CSB says seven contractors from two firms were working on separate projects on the platform.

The agency found that Wacker’s lack of written procedures and lack of control of hazardous energy contributed to the event, as did the lack of a simultaneous operations program and the lack of regulatory and published industry guidance on SIMOPs.

The report highlights four safety lessons:

  • Written procedures are a “critical tool for ensuring safe operations and maintenance activities” and “consolidate information required to execute a given task into easy-to-understand step-by-step instructions, with specific reference to safety precautions and critical actions.”
  • The control of hazardous energy “should be considered whenever equipment containing hazardous energy is repaired, adjusted, serviced and maintained, not only in situations in which equipment is intentionally opened.” Before work begins on equipment containing hazardous energy, “a risk assessment should always be performed to evaluate the need for energy isolation or other protective measures.”
  • “Owners and operators should always consider how simultaneous operations, or SIMOPs, could impact a given operation, whether by influencing a hazard or affecting the risk of the operation.” SIMOPs “should be identified and controlled via a hazard assessment” before an operation or task begins.

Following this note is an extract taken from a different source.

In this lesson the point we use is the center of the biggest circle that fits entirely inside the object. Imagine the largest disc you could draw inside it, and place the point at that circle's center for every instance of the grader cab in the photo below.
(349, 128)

A well-established system “must be able to document the specific task to be executed, readily coordinate the issued permits and identify scenarios of potential interaction between permitted work groups.”
  • “Owners and operators should prioritize the implementation” of process hazard analysis recommendations and employee input “to control hazards that have been identified by those closest and most familiar with facilities and operations.”

Further, CSB recommends that OSHA:

  • Create a standard or modify existing standards to require employers to ensure the coordination of SIMOPs involving multiple work groups, including contractors.
  • Develop a safety product – not limited to confined space or construction – that provides guidance on the coordination of SIMOPs involving multiple work groups.